Figure 8. Inhibiting cell cycle activity or p21 expression blocks DNA re-replication in FAN1 KO hPTECs.

(A) Schematics of roscovitine and UC2288 treatment in FAN1 KO hPTEC cells.

(B) Representative Western blot images of DNA replication licensing proteins and DNA damage markers in control, cisplatin treated and cisplatin + roscovitine treated parental and FAN1 KO hPTECs. Proteins were detected either in chromatin extractions or total cell lysates, as indicated. Histone H3 was used as a loading control for chromatin and GAPDH for whole cell lysate.

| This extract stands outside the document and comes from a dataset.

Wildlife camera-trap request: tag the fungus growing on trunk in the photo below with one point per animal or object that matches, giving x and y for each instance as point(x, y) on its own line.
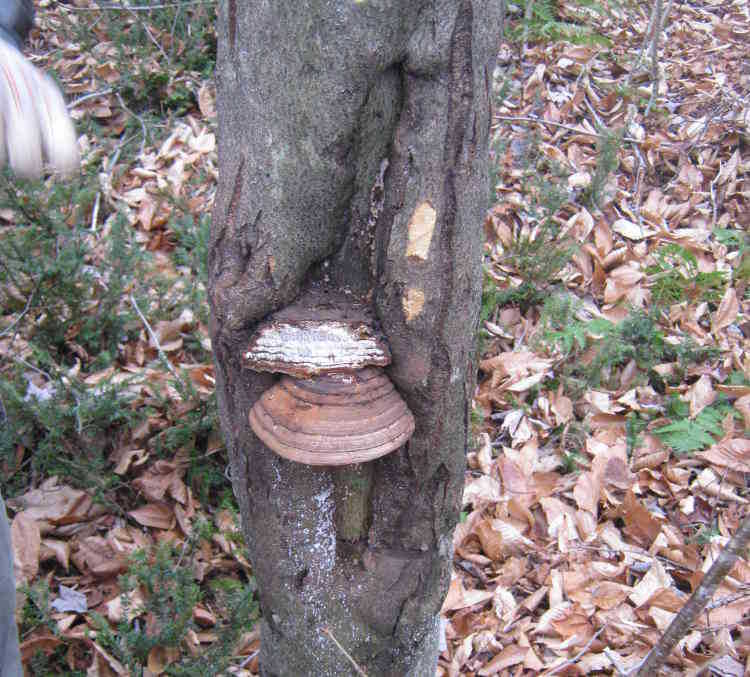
point(334, 405)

(C) Representative Western blot images of DNA replication licensing proteins and DNA damage markers in cisplatin treated and cisplatin + UC2288 treated parental and FAN1 KO hPTECs. Proteins were detected either in chromatin extractions or total cell lysates, as indicated. Histone H3 was used as a loading control for chromatin and GAPDH for whole cell lysate.

(D) Model of DNA damage induced cell cycle abnormalities in a DNA repair deficient proximal tubular cell. Kidney proximal tubule cells with proficient DNA repair will resolve non-lethal DNA damage and regenerate the injured tubule. In contrast, DNA repair deficient cells will accumulate DNA damage through replication stress, which leads to abnormal cell cycle activity and p21-dependent stabilization of CDT1 and CDC6. p21 expressing tubular cells undergo DNA re-replication, which propagates further genomic instability and progression to CKD.